Dolphin,
Regarding your comment, "I would like the politicians, managers and biologists to get their act together, so I can go out catch some fish, bonk and eat them." I won't try to convince you that the aforesaid group has its act together, but just want to remind you that they serve multiple masters. WDFW is required by legislative mandate to preserve and perpetuate fish and wildlife resources and also maintain viable commercial fisheries as well as recreational fisheries. If that isn't impossible enough - and it is impossible with the human population increasing like rabbits and fish and wildlife decreasing - they also have to comply with US v WA treaty fishing allocation requirements and ESA requirements from the feds. Anybody in that situation is truly between a rock and a hard place. As a consequence, they do provide you with some fishing opportunity and a chance to bonk and eat a few fish. If you want a significantly better fishing condition for yourself, you need a whole lot fewer people in this state and an environment that can produce vastly more fish than is possible at present.

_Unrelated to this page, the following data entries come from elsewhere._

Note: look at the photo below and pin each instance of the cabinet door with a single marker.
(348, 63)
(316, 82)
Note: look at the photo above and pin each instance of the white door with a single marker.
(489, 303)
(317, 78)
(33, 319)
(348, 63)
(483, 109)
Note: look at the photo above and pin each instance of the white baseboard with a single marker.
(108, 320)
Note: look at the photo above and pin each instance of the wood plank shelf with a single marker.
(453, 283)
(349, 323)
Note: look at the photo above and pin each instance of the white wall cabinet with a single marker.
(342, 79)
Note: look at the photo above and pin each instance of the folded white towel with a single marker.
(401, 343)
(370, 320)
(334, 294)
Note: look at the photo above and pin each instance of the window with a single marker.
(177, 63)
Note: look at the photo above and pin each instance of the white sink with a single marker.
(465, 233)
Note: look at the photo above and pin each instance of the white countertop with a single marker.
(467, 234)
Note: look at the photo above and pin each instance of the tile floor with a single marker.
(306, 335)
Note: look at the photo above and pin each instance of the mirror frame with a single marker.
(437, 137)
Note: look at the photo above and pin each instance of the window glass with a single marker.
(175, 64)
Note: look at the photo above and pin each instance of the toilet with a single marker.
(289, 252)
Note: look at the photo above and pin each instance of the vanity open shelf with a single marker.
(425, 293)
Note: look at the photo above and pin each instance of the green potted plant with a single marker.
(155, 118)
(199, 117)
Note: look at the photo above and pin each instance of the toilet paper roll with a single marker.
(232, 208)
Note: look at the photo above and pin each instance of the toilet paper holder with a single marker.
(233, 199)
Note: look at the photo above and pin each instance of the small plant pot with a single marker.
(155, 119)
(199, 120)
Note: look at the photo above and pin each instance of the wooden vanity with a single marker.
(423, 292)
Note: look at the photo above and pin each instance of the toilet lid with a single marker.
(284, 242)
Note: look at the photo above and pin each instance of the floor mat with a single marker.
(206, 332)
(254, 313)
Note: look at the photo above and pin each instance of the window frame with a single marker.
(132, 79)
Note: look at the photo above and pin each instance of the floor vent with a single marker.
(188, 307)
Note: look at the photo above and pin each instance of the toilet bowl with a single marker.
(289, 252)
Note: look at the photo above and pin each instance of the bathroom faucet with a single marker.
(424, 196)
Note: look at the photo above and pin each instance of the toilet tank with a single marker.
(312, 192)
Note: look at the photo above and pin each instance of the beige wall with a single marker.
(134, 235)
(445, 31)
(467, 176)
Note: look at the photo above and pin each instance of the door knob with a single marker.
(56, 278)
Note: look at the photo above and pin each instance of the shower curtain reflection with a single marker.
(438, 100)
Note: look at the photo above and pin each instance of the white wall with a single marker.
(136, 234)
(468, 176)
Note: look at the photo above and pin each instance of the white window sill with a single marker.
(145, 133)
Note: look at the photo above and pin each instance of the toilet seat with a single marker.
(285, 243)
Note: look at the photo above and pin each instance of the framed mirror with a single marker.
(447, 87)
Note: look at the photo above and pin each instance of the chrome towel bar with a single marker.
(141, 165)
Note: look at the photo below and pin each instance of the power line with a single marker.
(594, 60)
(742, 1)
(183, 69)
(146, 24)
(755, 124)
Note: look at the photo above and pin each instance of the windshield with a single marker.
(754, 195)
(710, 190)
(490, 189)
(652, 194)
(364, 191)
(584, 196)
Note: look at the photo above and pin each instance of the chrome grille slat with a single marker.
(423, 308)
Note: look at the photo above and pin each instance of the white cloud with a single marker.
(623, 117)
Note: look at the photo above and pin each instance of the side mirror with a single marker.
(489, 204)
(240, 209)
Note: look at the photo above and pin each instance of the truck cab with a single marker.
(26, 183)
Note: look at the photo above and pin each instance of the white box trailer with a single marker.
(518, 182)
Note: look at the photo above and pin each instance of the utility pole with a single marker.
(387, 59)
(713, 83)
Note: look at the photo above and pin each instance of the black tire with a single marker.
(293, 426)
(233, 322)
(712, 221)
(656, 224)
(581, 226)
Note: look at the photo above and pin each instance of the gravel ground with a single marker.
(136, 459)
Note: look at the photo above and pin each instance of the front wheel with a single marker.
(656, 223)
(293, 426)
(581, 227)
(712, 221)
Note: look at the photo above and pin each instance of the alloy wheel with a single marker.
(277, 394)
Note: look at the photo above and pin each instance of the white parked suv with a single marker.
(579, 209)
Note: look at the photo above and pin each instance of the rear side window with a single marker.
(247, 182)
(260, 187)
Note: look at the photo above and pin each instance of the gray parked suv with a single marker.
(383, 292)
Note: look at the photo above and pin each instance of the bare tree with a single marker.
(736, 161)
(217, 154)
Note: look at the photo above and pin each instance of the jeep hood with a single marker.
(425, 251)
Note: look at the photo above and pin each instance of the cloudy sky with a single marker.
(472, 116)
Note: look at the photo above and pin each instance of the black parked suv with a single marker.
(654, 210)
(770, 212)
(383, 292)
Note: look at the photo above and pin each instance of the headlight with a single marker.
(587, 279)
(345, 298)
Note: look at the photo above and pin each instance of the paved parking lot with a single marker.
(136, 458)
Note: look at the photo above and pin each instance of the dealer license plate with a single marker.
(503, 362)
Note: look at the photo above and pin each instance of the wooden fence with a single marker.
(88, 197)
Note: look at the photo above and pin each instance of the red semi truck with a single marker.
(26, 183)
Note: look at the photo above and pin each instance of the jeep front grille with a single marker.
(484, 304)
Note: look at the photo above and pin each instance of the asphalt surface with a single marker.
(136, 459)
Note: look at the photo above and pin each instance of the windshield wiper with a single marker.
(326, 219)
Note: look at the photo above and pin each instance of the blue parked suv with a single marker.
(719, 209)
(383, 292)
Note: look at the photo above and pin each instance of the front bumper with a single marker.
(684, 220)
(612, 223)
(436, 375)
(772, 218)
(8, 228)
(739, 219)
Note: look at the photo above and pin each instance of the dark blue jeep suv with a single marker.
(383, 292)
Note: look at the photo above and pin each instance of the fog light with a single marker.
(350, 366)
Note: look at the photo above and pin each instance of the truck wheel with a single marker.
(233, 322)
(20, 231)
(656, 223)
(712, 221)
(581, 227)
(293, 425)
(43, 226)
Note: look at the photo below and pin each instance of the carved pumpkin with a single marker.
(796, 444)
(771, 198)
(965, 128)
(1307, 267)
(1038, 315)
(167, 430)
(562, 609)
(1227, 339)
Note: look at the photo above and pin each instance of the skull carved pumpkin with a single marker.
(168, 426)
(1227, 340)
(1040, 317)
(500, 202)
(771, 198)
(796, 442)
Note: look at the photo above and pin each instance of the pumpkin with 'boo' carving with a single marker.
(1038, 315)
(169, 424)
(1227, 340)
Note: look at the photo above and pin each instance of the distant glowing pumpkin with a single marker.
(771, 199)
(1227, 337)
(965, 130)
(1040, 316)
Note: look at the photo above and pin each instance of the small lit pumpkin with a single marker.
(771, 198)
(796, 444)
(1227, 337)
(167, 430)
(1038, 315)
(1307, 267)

I haven't read the study, but I doubt the authors are claiming DNA modification at the intercellular level. I believe the claim is limited to saying that one generation of hatchery experience very significantly reduces reproductive fitness for the natural environment. In the simplest terms, it's like saying the fish lose their "street smarts" and are now better fit to survive in a protected environment like a hatchery rather than the brutal world of the natural ecosystem. I don't think we have steelhead DNA mapped anywhere near to the point that we can associate a specific behavioral characteristic with a particular DNA sequence.
The McAllister hatchery was closed because the creek is infested with nanophytes, and the chinook smolts suffered very heavy losses as a result. Hatchery fall chinook (same Green R stock) are reared and released from the Deschutes and Nisqually. The Deschutes used to have delayed releases also - see comment above about one of the reasons why that was discontinued. I think Deschutes (Percival Cove) also has some parasite problems in the delayed release program.
Sincerely,
Salmo g.
Laterun,
WDFW has cut back on various delayed release chinook programs because they tilt the treaty:non-treaty chinook harvest allocations out of balance. The program appeared to have strong merit in response to recreational fishing interests, but could not be sustained without cutting back on other non-treaty chinook harvests. Or treaty tribes would have to initiate a major PS net fishery on blackmouth, which the state tried desparately to avoid when some tribes first proposed that in the 1970s. Call that one an incident of recreational interests being trumped by federal case law.
Yeah, the Willapa hatchery has issues. The barrier doesn't work during high water, which unsurprisingly is when all the hatchery fish swim right over it and go upstream to spawn naturally. A point of interest here is that hatchery coho in western WA seem to reproduce fairly well in the natural environment. Probably not as well as wild fish - I don't think we know, but certainly well enough to produce subsequent recruits. Just the opposite with Chambers Ck winter steelhead. They spawn in the wild. The spawn produces fry. And eventually some smolts. But the number of adult recruits time and time again is statistically zero. Best to keep species in mind when discussing the reproductive fitness of wild and hatchery fish.